For all its qualities, the original Nexus 7 had a problem – it got slower the longer you used it. At least that’s what many users reported in righteous outrage.
The problem was related to low-level software, specifically to the way information was written on the flash storage of the tablet. As long as the data blocks that make up the storage were empty (when the tablet was new), writing data was quick and the operating system ran smoothly. As the storage space filled up, the operating system kept looking for free data blocks to use, which was fine until all the blocks became used up. At that moment, the operating system had to delete blocks before writing them, which caused the tablet to slow down dramatically.
The solution is for the OS to periodically issue a TRIM command, which goes through every data block that is no longer in use and wipes it. This way, when data needs to be written on the flash storage, plenty of empty blocks are available.
TRIM doesn’t work on the Nexus 7 on Android 4.2, which explains why so many users have been having performance issues.
The good news is Android 4.3 supports the TRIM command, which means two things: the Nexus 7 (2013) won’t be having the same slowdown problems as the first generation, and the Nexus 7 (2012) should work better once you update it to Android 4.3.

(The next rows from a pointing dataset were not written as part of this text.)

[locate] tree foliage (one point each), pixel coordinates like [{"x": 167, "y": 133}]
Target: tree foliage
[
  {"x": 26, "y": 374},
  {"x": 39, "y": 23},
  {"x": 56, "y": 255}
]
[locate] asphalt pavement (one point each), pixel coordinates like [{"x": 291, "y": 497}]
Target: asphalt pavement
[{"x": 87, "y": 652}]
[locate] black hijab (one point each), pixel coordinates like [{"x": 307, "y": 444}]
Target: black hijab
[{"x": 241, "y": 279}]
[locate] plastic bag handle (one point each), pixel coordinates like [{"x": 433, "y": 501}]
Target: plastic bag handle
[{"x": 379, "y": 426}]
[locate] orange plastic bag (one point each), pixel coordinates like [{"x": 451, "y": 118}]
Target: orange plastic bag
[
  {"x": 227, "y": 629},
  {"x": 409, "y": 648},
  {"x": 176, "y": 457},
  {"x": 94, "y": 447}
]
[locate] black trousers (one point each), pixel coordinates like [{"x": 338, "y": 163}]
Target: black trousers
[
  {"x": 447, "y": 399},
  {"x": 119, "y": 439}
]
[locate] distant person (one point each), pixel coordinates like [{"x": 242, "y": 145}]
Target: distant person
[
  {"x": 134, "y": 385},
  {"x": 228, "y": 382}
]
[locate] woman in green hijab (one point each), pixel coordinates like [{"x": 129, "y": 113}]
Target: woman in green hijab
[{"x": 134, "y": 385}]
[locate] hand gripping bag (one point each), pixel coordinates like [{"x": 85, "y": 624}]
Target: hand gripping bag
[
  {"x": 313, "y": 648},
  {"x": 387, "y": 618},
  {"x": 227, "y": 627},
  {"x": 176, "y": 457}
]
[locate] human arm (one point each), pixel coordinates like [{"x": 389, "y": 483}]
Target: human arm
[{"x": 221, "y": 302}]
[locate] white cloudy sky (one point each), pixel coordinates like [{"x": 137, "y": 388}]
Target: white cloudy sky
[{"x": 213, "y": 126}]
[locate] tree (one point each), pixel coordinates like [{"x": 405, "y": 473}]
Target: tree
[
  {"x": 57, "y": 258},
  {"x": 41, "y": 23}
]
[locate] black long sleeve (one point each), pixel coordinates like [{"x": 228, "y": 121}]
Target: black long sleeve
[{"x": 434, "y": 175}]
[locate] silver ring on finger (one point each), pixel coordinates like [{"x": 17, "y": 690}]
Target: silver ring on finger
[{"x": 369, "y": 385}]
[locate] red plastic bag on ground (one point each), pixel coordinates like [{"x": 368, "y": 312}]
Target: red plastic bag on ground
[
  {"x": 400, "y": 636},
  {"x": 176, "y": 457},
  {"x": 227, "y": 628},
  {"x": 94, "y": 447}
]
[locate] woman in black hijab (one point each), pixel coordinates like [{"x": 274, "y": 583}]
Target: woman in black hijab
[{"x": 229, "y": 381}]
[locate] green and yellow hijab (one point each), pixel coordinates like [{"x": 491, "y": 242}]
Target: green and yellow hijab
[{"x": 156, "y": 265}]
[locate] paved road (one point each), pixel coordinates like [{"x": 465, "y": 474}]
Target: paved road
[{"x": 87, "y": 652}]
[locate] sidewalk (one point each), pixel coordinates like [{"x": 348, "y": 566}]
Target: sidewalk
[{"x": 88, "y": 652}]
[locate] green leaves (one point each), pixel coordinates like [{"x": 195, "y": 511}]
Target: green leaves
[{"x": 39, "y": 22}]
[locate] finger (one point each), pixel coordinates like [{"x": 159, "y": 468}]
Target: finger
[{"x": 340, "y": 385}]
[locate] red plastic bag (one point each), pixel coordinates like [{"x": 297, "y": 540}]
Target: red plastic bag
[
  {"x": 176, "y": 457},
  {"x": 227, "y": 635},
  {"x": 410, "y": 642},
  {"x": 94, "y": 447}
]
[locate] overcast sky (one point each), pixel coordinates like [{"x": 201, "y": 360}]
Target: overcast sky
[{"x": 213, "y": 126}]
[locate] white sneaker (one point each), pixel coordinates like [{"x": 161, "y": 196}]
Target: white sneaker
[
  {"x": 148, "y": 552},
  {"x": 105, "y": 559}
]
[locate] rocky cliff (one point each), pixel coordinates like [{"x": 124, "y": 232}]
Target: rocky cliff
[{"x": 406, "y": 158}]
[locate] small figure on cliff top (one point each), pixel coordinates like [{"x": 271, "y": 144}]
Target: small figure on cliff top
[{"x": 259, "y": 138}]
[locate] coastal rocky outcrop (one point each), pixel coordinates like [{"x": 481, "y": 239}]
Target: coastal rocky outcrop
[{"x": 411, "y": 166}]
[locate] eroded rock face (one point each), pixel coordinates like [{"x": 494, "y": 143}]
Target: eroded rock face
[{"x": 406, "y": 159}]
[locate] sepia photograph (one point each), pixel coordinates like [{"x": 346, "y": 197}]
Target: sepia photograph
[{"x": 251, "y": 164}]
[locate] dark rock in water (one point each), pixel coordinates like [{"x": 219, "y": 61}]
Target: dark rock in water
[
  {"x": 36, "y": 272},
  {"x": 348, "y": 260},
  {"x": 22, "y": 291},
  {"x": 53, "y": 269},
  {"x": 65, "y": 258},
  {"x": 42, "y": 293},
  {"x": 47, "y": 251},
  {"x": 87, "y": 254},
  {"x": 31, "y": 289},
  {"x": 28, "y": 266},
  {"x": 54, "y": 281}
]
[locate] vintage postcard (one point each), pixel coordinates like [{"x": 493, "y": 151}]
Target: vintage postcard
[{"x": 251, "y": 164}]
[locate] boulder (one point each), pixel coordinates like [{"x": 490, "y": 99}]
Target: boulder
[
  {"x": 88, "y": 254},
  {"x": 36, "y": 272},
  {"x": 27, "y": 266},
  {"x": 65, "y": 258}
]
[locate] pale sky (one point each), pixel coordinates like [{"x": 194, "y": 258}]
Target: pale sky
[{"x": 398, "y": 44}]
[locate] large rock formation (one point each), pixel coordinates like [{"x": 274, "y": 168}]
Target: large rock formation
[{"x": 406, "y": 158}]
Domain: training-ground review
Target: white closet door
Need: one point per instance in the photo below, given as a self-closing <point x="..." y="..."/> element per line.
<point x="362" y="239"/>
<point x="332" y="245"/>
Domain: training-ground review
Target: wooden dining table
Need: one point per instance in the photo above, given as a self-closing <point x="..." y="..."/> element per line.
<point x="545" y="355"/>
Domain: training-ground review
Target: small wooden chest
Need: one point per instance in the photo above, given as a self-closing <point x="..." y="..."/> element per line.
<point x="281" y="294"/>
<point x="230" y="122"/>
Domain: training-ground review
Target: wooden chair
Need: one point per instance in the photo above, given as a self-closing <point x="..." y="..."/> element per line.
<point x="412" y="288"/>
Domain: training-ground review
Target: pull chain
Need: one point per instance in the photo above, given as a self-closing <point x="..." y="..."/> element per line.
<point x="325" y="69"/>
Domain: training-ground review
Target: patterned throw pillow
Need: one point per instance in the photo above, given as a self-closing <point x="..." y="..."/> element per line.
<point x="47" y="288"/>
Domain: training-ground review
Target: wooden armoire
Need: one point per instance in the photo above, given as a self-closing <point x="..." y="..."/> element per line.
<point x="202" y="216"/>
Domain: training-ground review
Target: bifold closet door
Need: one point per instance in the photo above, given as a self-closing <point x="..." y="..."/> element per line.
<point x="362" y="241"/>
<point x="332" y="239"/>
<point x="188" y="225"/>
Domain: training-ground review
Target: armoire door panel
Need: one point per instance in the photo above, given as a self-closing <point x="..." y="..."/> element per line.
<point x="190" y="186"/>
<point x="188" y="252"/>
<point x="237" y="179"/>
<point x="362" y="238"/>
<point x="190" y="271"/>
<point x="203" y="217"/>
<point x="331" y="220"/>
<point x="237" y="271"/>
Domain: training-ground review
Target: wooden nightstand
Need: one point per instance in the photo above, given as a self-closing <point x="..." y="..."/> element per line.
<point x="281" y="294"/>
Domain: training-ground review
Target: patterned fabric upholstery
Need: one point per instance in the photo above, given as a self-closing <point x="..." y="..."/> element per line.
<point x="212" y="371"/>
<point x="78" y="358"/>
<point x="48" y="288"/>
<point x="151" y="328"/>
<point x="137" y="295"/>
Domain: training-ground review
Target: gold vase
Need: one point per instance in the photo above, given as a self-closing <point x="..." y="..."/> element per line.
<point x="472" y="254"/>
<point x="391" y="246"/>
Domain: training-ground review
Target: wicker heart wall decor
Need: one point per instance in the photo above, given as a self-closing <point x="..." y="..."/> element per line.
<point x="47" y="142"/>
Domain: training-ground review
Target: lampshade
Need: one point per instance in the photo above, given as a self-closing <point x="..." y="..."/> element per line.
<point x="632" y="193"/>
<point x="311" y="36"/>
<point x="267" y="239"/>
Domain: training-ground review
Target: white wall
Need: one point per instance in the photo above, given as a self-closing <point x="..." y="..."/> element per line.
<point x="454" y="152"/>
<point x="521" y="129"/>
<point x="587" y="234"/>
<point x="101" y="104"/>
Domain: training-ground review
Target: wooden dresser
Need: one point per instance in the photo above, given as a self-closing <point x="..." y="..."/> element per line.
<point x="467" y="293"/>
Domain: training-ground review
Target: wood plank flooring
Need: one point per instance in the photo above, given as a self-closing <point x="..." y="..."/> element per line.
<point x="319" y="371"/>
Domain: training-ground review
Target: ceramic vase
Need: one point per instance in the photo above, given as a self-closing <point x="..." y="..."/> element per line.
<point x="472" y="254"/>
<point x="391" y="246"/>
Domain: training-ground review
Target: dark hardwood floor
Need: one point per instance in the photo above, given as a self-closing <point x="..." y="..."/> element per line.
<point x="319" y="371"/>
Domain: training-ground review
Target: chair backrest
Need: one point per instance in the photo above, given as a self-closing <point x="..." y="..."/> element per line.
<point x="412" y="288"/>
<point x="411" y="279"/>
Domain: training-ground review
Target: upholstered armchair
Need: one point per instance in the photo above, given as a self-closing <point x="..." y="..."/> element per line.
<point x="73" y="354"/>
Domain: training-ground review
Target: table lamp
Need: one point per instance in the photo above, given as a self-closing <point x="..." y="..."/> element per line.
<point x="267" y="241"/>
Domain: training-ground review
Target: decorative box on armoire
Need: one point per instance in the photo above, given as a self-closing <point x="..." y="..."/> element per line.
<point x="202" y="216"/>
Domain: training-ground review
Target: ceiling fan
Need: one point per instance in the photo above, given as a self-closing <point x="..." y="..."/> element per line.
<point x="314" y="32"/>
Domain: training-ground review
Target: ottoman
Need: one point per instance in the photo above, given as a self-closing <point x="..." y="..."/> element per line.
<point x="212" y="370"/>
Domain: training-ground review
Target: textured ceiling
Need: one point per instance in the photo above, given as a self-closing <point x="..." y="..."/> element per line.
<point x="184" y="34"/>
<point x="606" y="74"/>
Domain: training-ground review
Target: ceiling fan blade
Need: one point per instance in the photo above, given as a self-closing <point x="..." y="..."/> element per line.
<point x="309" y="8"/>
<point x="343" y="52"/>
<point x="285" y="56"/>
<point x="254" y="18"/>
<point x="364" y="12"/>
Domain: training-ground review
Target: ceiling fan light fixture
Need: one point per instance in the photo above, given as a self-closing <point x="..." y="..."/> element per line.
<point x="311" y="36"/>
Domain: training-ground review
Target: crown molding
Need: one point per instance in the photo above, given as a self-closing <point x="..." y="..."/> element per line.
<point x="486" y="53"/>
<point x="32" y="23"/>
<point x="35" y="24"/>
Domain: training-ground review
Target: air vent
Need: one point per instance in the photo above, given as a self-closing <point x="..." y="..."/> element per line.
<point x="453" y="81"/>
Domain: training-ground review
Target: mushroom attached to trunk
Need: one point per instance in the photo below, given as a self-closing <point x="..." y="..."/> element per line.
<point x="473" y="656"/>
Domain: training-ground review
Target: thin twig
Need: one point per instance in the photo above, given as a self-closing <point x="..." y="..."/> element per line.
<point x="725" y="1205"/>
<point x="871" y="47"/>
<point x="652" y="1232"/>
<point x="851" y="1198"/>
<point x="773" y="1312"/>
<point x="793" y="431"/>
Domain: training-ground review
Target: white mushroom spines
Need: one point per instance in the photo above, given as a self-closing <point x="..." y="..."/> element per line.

According to Brian Klug of AnandTech, Android 4.3 will run the fstrim command daily, ensuring that wiped out space is constantly available on the Nexus 7. The command will run when the device is idle, the display turned off, and the battery is above 70 percent.
That means you shouldn’t expect to see an instant improvement as soon as you upgrade your Nexus 7 (2012) to Android 4.3. The trick is to leave the tablet a few hours unused and with the battery charged, so TRIM can work its magic.
The solution was available before to rooted Nexus 7 users through various apps, but it’s good to see Google working to improve the experience for everyone.